Cepstral Peak Prominence Values for Clinical Voice Evaluation.

机构信息

Speech and Hearing Bioscience and Technology, Division of Medical Sciences, Harvard Medical School, Boston, MA.

Center for Laryngeal Surgery and Voice Rehabilitation, Massachusetts General Hospital, Boston.

出版信息

Am J Speech Lang Pathol. 2020 Aug 4;29(3):1596-1607. doi: 10.1044/2020_AJSLP-20-00001. Epub 2020 Jul 13.

DOI:10.1044/2020_AJSLP-20-00001
PMID:32658592
原文链接:https://pmc.ncbi.nlm.nih.gov/articles/PMC7893528/
Abstract

Purpose The goal of this study was to employ frequently used analysis methods and tasks to identify values for cepstral peak prominence (CPP) that can aid clinical voice evaluation. Experiment 1 identified CPP values to distinguish speakers with and without voice disorders. Experiment 2 was an initial attempt to estimate auditory-perceptual ratings of overall dysphonia severity using CPP values. Method CPP was computed using the Analysis of Dysphonia in Speech and Voice (ADSV) program and Praat. Experiment 1 included recordings from 295 patients with medically diagnosed voice disorders and 50 vocally healthy control speakers. Speakers produced sustained /a/ vowels and the English language Rainbow Passage.
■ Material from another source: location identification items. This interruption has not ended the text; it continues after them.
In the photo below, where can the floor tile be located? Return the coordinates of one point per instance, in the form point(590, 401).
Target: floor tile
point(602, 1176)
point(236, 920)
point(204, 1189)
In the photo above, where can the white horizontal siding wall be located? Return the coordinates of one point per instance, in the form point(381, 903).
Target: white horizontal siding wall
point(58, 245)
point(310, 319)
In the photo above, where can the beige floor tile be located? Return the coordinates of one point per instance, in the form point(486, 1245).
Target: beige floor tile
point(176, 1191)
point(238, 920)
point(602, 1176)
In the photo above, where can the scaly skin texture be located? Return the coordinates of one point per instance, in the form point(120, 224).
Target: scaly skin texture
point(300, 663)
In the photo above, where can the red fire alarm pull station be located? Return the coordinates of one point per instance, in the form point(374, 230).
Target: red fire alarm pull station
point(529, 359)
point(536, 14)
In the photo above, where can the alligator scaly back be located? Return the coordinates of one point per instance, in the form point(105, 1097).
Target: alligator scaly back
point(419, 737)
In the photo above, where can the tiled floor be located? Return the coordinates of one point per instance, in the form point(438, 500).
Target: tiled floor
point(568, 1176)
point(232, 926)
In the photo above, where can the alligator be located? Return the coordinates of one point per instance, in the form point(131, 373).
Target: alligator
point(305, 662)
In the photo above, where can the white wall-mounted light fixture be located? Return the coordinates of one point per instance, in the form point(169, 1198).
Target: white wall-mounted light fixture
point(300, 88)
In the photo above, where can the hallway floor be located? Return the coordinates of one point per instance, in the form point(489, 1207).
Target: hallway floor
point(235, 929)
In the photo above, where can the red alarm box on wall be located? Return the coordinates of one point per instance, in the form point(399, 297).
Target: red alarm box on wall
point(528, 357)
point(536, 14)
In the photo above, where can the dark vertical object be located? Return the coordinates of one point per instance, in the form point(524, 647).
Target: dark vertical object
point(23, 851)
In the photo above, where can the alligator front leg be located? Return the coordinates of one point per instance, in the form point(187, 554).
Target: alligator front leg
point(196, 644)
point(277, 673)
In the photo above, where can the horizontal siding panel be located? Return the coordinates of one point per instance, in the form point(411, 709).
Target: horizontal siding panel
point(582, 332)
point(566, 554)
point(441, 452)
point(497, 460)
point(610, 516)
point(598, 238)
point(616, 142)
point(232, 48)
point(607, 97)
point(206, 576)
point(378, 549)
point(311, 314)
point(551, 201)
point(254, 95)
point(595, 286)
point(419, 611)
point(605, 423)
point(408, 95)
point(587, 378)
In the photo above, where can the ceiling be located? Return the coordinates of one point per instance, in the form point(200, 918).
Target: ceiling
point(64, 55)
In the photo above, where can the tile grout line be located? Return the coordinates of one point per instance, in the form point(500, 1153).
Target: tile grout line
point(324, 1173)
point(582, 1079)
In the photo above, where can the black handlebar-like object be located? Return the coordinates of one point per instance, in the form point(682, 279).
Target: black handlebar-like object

CPP cutoff values that best distinguished patient and control speakers were identified. Experiment 2 analyzed recordings from 32 English speakers with varying dysphonia severity and provided preliminary validation of the Experiment 1 cutoffs. Speakers sustained the /a/ vowel and read four sentences from the Consensus Auditory-Perceptual Evaluation of Voice protocol. Trained listeners provided auditory-perceptual ratings of overall dysphonia for the recordings, which were estimated using CPP values in a linear regression model whose performance was evaluated using the coefficient of determination ( ). Results Experiment 1 identified CPP cutoff values of 11.46 dB (ADSV) and 14.45 dB (Praat) for the sustained /a/ vowels and 6.11 dB (ADSV) and 9.33 dB (Praat) for the Rainbow Passage. CPP values below those thresholds indicated the presence of a voice disorder with up to 94.5% accuracy. In Experiment 2, CPP values estimated ratings of overall dysphonia with values up to .74. Conclusions The CPP cutoff values identified in Experiment 1 provide normative reference points for clinical voice evaluation based on sustained /a/ vowels and the Rainbow Passage. Experiment 2 provides an initial predictive framework that can be used to relate CPP values to the auditory perception of overall dysphonia severity based on sustained /a/ vowels and Consensus Auditory-Perceptual Evaluation of Voice sentences.

摘要

目的

本研究旨在运用常用的分析方法和任务,确定有助于临床嗓音评估的声门谱峰突出值(CPP)值。实验 1 旨在确定 CPP 值,以区分患有和不患有嗓音障碍的说话者。实验 2 旨在初步尝试使用 CPP 值估计总体嗓音障碍严重程度的听觉感知评分。

方法

使用语音和嗓音分析中的声门谱分析(ADSV)程序和 Praat 计算 CPP。实验 1 纳入了 295 名经医学诊断患有嗓音障碍的患者和 50 名嗓音健康的对照者的录音。说话者发出持续/a/元音和英语彩虹 passage。确定最佳区分患者和对照者的 CPP 截断值。实验 2 分析了 32 名具有不同嗓音障碍严重程度的英语说话者的录音,并初步验证了实验 1 的截断值。说话者发出/a/元音并朗读 Consensus Auditory-Perceptual Evaluation of Voice 协议中的四个句子。经过训练的听众对录音进行总体嗓音障碍的听觉感知评分,该评分使用 CPP 值在线性回归模型中进行估计,模型性能通过决定系数()进行评估。

结果

实验 1 确定了用于持续/a/元音的 ADSV 为 11.46 dB 和 Praat 为 14.45 dB 的 CPP 截断值,以及用于 Rainbow Passage 的 ADSV 为 6.11 dB 和 Praat 为 9.33 dB 的 CPP 截断值。低于这些阈值的 CPP 值表明存在嗓音障碍,准确率高达 94.5%。在实验 2 中,CPP 值估计了基于持续/a/元音和 Consensus Auditory-Perceptual Evaluation of Voice 句子的总体嗓音障碍严重程度的评分,值高达 0.74。

结论

实验 1 中确定的 CPP 截断值为基于持续/a/元音和 Rainbow Passage 的临床嗓音评估提供了正常参考点。实验 2 提供了一个初步的预测框架,可用于基于持续/a/元音和 Consensus Auditory-Perceptual Evaluation of Voice 句子将 CPP 值与总体嗓音障碍严重程度的听觉感知联系起来。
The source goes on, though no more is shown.